The Queryer transforms Postgres into a pre-compiled Semantic Query Engine via the jspg_query(schema_id text, cue jsonb) API, designed to serve the exact shape of Punc responses directly via SQL.

Core Features

  • Schema-to-SQL Compilation: Compiles JSON Schema ASTs spanning deep arrays directly into static, pre-planned SQL multi-JOIN queries.
  • DashMap SQL Caching: Executes compiled SQL via Postgres SPI execution, securely caching the static string compilation templates per schema permutation inside the GLOBAL_JSPG application memory, drastically reducing repetitive schema crawling.
  • Dynamic Filtering: Binds parameters natively through cue.filters objects.

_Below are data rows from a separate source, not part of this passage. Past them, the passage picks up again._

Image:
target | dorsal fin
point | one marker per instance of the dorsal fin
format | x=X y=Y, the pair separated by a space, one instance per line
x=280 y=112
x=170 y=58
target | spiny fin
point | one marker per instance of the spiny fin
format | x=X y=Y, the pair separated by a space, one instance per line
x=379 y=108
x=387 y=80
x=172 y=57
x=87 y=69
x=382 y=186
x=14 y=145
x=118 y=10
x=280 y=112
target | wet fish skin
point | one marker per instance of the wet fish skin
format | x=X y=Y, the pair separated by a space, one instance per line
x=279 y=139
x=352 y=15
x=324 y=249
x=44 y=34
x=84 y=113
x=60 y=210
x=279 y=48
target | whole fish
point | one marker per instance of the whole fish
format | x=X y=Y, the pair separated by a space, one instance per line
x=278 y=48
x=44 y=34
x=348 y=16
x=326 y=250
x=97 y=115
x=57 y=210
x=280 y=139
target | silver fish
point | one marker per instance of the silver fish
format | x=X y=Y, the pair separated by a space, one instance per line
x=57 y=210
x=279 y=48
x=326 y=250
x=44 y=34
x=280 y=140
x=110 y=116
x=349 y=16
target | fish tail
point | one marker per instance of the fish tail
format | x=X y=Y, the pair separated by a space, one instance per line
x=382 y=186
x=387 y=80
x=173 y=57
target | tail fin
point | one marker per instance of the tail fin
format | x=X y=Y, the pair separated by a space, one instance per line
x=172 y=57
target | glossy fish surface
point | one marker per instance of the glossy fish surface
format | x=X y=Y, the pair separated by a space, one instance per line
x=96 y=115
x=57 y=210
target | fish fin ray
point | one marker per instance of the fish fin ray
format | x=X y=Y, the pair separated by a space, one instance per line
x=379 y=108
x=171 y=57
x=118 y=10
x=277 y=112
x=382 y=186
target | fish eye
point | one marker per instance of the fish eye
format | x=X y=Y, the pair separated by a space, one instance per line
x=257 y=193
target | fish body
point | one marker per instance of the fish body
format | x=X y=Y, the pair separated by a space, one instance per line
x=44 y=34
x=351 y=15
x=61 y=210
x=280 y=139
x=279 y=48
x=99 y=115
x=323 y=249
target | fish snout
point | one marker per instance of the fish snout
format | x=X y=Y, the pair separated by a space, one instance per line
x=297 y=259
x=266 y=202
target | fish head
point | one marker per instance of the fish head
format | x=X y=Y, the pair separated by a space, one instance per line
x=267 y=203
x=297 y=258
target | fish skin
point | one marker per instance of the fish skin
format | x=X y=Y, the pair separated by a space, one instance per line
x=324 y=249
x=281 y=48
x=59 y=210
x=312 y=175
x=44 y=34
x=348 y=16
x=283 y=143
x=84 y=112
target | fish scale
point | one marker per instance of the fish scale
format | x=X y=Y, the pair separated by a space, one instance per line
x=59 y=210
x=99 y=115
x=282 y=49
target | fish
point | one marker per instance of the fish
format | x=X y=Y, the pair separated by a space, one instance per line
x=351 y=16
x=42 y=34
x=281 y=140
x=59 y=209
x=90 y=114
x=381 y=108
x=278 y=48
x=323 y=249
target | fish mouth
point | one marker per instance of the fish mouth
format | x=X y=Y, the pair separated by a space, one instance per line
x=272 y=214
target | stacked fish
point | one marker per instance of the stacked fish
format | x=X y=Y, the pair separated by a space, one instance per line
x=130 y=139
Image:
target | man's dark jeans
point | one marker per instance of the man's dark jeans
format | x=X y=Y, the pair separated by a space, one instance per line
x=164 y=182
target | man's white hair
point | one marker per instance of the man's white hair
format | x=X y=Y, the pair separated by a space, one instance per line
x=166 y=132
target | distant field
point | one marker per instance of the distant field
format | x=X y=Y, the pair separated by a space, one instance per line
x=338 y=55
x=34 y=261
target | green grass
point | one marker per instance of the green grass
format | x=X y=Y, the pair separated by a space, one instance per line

Dynamically handles string formatting (e.g. parsing uuid or formatting date-times) and safely escapes complex combinations utilizing ILIKE operations correctly mapped to the originating structural table.
  • The Stem Engine: Rather than over-fetching heavy Entity payloads and trimming them, Punc Framework Websockets depend on isolated subgraphs defined as Stems.
    • During initialization, the generator auto-discovers graph boundaries (Stems) inside the schema tree.
    • The Queryer prepares dedicated SQL execution templates tailored precisely for that exact Stem path (e.g. executing get_dashboard queried specifically for the /owner stem).
    • These Stem outputs instantly hydrate targeted Go Bitsets, providing O(1) real-time routing for fractional data payloads without any application-layer overhead.